Pursuant to the requirements of Section 12 of the Securities Exchange Act of 1934, the registrant has duly caused this registration statement to be signed on its behalf by the undersigned, thereunto duly authorized.

 

 

 

Date: November 14, 2025 CS Diagnostics Corp.
   
  By: /s/Mohammad EsSayed
    Mohammad EsSayed
    Group CFO, VP

 

 

 

 

 

 

 

FAQ

What is CS Diagnostics Corp. (CSDX) doing in this Form 10 amendment?

CS Diagnostics Corp. is filing Amendment No. 2 to its Form 10 to register its common stock under Section 12(g) of the Exchange Act, making its common stock a registered class of securities subject to ongoing SEC reporting.

Which securities of CS Diagnostics Corp. are being registered?

The filing registers CS Diagnostics Corp.'s common stock, par value $0.00001 per share, under Section 12(g) of the Exchange Act.

What type of reporting company is CS Diagnostics Corp. under SEC rules?

CS Diagnostics Corp. identifies itself as a non-accelerated filer and a smaller reporting company, which allows for scaled disclosure while still requiring regular SEC filings.

Where can investors find CS Diagnostics Corp.'s business and risk information?

Details on business, risk factors, security ownership, capitalization, and MD&A are provided in an information statement filed as Exhibit 99.1, which is incorporated by reference into the Form 10 amendment.

What key agreements are included as exhibits in the CS Diagnostics Form 10 amendment?

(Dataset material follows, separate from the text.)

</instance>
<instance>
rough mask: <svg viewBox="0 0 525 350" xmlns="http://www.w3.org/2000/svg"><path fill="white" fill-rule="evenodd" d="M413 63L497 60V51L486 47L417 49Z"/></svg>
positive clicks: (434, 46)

Exhibits include an Asset Purchase Agreement with CS Group dated September 4, 2023, a License Agreement between DWI and CS Diagnostics Pharma dated March 21, 2024, and an Exclusive License and Distribution Agreement with CS Interpharm for the MEDUSA product dated January 2, 2025, among other MEDUSA and hydrogel-related documents.

Which financial statements does CS Diagnostics Corp. reference in this filing?

The amendment references audited financial statements for the years ended December 31, 2024 and 2023, and separate audited financial statements for the years ended December 31, 2023 and 2022, which are included as exhibits.

Who signed the CS Diagnostics Corp. Form 10 Amendment No. 2?

The Form 10 Amendment No. 2 was signed on behalf of CS Diagnostics Corp. by Mohammad EsSayed, who is identified as Group CFO and VP.